Lycaon menarik napas dalam-dalam, air matanya masih mengalir dari sisa perih yang menyengat, “pasti. Kamu udah jadi rumah kan sekarang.” Bisik Lycaon, gemetar. Dia pindahkan tangannya menggenggam tangan Hugo.
Dan Hugo, dalam napas panjang yang akhirnya stabil dari kekhawatiran, menjawab lirih, “kamu juga rumah, Lyca. Rumah aku sama mereka.”

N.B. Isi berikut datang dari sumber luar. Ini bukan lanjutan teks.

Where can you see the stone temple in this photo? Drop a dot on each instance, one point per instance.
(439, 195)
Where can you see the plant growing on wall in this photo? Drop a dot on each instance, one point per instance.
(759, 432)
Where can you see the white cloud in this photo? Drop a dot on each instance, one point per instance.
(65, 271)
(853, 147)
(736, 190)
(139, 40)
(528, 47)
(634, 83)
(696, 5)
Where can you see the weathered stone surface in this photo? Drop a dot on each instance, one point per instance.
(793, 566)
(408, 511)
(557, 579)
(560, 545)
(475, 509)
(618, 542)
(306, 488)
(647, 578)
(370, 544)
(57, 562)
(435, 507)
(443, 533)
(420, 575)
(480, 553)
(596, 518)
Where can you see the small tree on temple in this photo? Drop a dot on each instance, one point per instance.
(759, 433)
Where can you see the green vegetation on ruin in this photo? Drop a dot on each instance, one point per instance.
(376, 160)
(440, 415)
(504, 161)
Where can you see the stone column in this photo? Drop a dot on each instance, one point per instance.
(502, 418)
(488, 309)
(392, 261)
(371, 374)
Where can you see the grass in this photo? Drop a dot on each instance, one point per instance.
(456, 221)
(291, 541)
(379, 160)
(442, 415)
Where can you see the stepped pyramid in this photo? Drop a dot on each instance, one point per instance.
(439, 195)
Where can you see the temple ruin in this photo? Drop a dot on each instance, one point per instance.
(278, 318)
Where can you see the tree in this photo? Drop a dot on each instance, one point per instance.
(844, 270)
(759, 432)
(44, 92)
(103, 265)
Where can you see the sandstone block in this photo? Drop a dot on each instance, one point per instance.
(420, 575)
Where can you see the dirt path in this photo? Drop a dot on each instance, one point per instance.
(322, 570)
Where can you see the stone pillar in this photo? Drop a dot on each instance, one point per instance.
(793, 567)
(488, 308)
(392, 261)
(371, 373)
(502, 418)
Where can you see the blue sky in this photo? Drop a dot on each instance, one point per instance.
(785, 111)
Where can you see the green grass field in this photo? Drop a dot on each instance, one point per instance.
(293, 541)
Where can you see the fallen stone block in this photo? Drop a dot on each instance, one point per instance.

“Mhm,” berdeham Lycaon serentak menundukkan kepala. Dia usap punggung tangan Hugo seraya memperhatikan perutnya dengan pandangan buram akibat air mata, “aku sayang banget sama kamu, Hugo.”
Dan malam itu, tanpa kata penutup, dunia memberi mereka ruang untuk menjadi satu. Bukan hanya karena nafsu. Bukan hanya karena alpha dan omega. Bukan hanya Hugo dan Lycaon. Tetapi kesatuan yang memberi tanda akan dua sukma saling butuh, bertahan, percaya, dan ada.
Tentang dua orang yang akhirnya tahu; pulang itu nyata.
Tubuh Lycaon dibawa ke batas paling rapuh oleh Hugo, paling peka. Tubuhnya menyusu, mengucur, dan menerima. Dia dipenuhi sepenuhnya, dibanjiri cinta dan cairan hingga tak berhenti-henti mendesah sepanjang malam.
Dan, itu cukup .
Terlebih, ketika pagi tiba, ketika dia bangun tidur, mimpi buruk yang dulu ia pikir akan terus menjadi hantu menghilang. Tidak menyisakan apa-apa selain kenyenyakan. Jadi, untuk sekarang, itu lebih dari cukup.
Mereka mungkin akan bertengkar lagi nanti. Mereka akan saling menyakiti, mungkin . Tetapi mereka juga akan bangun pagi bersama. Akan menyuapi satu sama lain. Akan menenangkan ketiga tangisan bayi yang belum lahir. Akan memikirkan nama-nama, membeli baju-baju kecil, mempersiapkan tiga ranjang, dan mengingat-ingat semua yang sudah berlalu.
Tapi untuk sekarang, biarlah mereka merasa penuh dan ditambatkan. Biarlah mereka berpikir, kalau ini bukan cinta, maka mereka tidak ingin tahu lagi artinya apa.